The U.N. Environment Program has said such a decline would be needed every year for the next decade if the world is going to stay on track to meet the Paris climate accord’s goal of keeping average temperatures from rising by 2°C (3.6 °F) — ideally no more than 1.5°C (2.7°F) — compared with pre-industrial times.
The IEA figures suggest that is unlikely to happen. “Our numbers show we are returning to carbon-intensive business-as-usual,” Birol said. “These latest numbers are a sharp reminder of the immense challenge we face in rapidly transforming the global energy system.”

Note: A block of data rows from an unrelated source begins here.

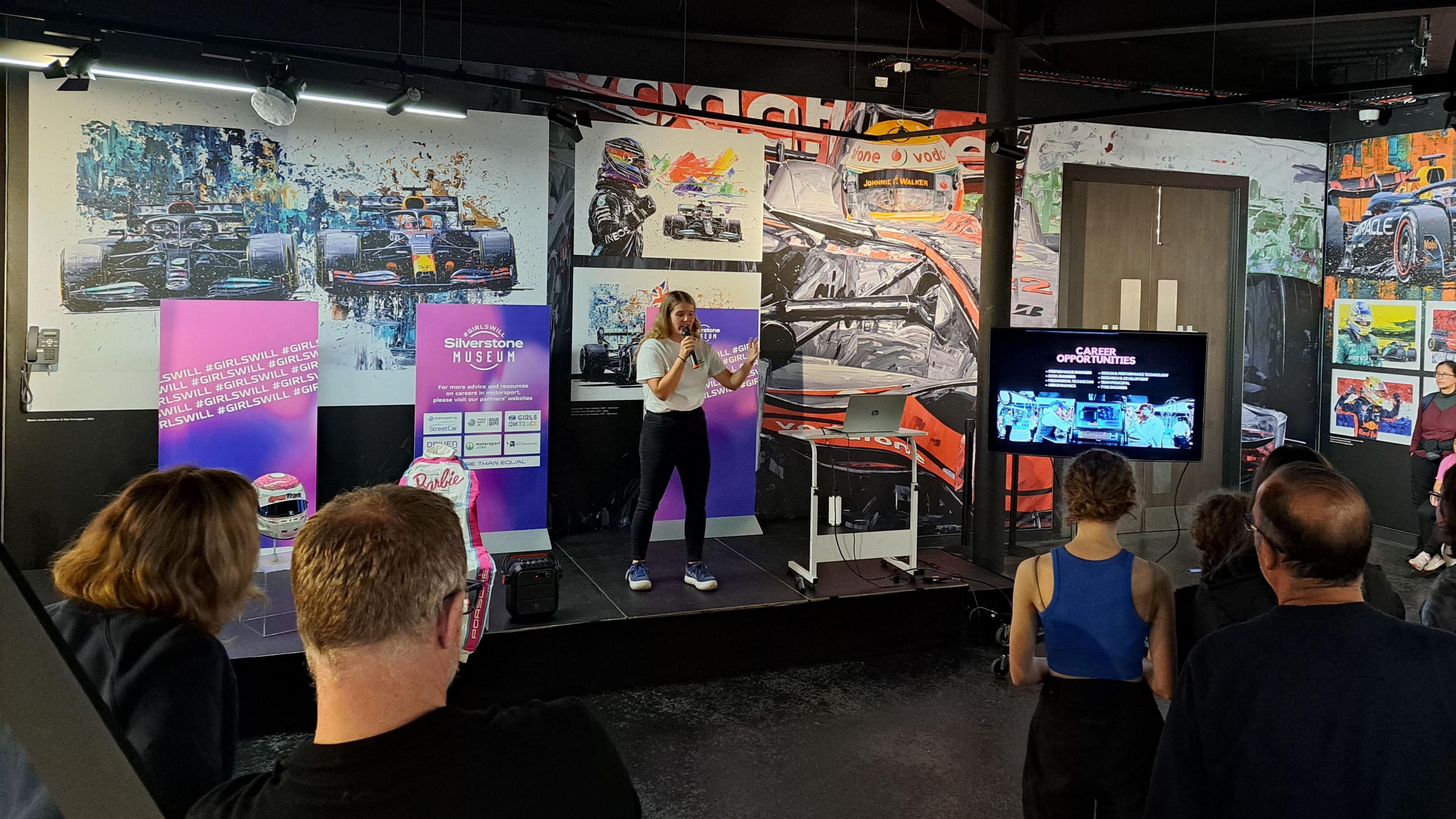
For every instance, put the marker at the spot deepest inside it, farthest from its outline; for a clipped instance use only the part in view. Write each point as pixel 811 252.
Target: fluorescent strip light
pixel 22 63
pixel 120 75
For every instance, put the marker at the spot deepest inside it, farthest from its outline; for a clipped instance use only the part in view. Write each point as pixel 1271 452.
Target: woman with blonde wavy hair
pixel 149 585
pixel 673 368
pixel 1109 618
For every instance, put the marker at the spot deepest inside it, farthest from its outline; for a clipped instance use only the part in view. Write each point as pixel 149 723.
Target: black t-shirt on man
pixel 1331 712
pixel 544 760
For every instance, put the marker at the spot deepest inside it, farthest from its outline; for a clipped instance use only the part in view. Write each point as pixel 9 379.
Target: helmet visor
pixel 283 509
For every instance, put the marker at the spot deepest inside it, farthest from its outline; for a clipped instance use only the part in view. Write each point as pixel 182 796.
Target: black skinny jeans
pixel 1423 478
pixel 673 441
pixel 1091 750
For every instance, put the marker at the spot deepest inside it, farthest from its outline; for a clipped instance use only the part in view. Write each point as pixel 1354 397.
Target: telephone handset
pixel 43 349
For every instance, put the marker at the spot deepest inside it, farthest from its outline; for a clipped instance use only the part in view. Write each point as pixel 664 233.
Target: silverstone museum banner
pixel 484 394
pixel 162 192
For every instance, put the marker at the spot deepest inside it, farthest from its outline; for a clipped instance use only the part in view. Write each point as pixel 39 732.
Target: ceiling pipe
pixel 1428 83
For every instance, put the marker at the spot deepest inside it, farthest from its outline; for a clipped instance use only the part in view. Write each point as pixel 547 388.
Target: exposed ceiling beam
pixel 974 14
pixel 1410 11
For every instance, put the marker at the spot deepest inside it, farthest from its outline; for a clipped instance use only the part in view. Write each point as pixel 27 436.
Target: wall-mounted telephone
pixel 43 355
pixel 43 349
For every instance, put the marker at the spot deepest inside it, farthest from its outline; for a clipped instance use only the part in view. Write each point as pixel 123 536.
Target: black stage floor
pixel 608 637
pixel 750 571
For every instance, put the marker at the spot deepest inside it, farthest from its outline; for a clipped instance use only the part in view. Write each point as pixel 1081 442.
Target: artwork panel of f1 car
pixel 178 250
pixel 1403 235
pixel 414 241
pixel 702 222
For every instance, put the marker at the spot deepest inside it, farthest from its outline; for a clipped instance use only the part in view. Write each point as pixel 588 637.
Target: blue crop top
pixel 1092 626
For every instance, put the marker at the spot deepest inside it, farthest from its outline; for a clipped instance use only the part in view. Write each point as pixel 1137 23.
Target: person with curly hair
pixel 1218 527
pixel 1109 621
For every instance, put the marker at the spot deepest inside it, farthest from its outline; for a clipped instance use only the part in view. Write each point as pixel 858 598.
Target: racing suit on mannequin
pixel 617 219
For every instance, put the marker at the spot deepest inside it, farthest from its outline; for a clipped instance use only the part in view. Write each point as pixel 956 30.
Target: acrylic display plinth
pixel 276 614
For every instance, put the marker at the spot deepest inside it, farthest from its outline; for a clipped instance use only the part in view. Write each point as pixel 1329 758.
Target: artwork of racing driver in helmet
pixel 618 212
pixel 1355 343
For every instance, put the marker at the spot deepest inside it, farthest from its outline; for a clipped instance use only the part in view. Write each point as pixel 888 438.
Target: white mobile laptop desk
pixel 896 547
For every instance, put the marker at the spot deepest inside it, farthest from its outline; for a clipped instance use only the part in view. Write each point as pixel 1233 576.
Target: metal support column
pixel 998 250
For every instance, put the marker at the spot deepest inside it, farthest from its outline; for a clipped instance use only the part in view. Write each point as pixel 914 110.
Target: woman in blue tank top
pixel 1109 621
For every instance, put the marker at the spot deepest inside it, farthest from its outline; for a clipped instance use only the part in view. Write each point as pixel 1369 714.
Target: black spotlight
pixel 405 98
pixel 565 120
pixel 1004 145
pixel 76 69
pixel 277 102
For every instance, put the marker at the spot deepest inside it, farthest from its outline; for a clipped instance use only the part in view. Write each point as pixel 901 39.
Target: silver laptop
pixel 874 414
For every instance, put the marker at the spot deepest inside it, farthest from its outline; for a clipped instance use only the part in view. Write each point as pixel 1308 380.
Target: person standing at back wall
pixel 1430 442
pixel 673 366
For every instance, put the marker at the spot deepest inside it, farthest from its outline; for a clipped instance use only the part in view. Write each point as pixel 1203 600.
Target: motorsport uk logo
pixel 484 347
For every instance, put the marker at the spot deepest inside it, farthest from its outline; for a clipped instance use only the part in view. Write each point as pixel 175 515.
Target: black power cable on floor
pixel 1178 524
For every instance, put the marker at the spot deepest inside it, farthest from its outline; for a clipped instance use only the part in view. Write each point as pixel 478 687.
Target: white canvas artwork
pixel 670 193
pixel 609 315
pixel 147 193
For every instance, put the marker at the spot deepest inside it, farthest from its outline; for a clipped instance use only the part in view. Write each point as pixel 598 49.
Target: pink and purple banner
pixel 733 422
pixel 482 382
pixel 239 388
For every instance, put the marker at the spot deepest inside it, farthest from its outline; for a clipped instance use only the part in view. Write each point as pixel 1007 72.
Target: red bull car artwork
pixel 417 242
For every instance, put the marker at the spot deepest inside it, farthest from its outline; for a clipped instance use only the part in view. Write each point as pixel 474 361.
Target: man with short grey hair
pixel 1307 710
pixel 378 579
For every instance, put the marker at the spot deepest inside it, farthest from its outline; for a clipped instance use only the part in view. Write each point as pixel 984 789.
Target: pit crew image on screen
pixel 1100 420
pixel 1064 391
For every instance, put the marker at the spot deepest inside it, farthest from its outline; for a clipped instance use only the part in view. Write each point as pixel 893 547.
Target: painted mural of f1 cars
pixel 612 358
pixel 1406 237
pixel 419 242
pixel 702 222
pixel 182 250
pixel 871 275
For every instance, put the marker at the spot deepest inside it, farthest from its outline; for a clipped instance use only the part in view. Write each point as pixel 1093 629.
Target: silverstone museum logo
pixel 484 347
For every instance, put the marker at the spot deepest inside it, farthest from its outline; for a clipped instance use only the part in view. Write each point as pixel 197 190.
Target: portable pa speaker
pixel 532 585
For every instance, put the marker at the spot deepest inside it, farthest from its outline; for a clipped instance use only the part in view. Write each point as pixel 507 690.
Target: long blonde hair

IEA figures show that China was the only major economy whose emissions grew in 2020, while those in the United States fell by 10 percent compared to 2019, according to AP. By December, U.S. energy emissions were close to the levels seen in the same month of 2019, the agency said, attributing this to economic recovery and greater coal use due to higher gas prices and colder weather.
U.N. Secretary-General Antonio Guterres made a renewed push to end the use of coal, the most polluting fossil fuels. “Phasing out coal from the electricity sector is the single most important step to get in line with the 1.5-degree goal,” he said at the launch of a new online dashboard tracking the world’s 6,601 coal-fired plants.
Guterres called on governments and businesses to cancel all planned projects for coal mines and power plants, and for the richest countries to put forward a timeline before this year’s global climate conference for phasing out existing sites.
Red Alert from Environmentalists
Amnesty International Puerto Rico and Sierra Club Puerto Rico are preparing for the Global Climate Strike Day on March 19, to demand “immediate and concrete action” by governments in response to the climate crisis.
Among the issues they want to highlight, as part of the Climate Action Now campaign, is to take immediate action on three “urgent elements” on climate governance. According to the two organizations, these are:
• Make sure public funds respond to the crisis. “We have a unique conjuncture [in Puerto Rico]: millions of dollars in mitigation funds for infrastructure, research, database creation, jobs and recovery. The use of these funds requires a common thread on the climate issue and social and racial justice.”
• That legislation be passed so that land use planning responds to sustainability in the face of climate change. “The current Joint Permit Regulation will worsen the crisis. It is vital to repeal them and begin a broad process for a new regulation [that is sustainable].”
• That legislation be passed that will protect Puerto Rico’s coastal areas. “We already see the impact of the increase in sea level on our coasts. In other places they are preparing to protect the coasts while here construction continues in the maritime terrestrial zone. It is time to stop the destruction of our shores and beaches. Our communities, properties and essential infrastructures are at risk.”
“What we need now are not false promises. The climate crisis is here and the most affected people and communities have to deal with floods, displacement, deforestation, air pollution, food insecurity and loss of homes. Our lives depend on immediate action,” said Hernaliz Vázquez Torres, of Sierra Club Puerto Rico.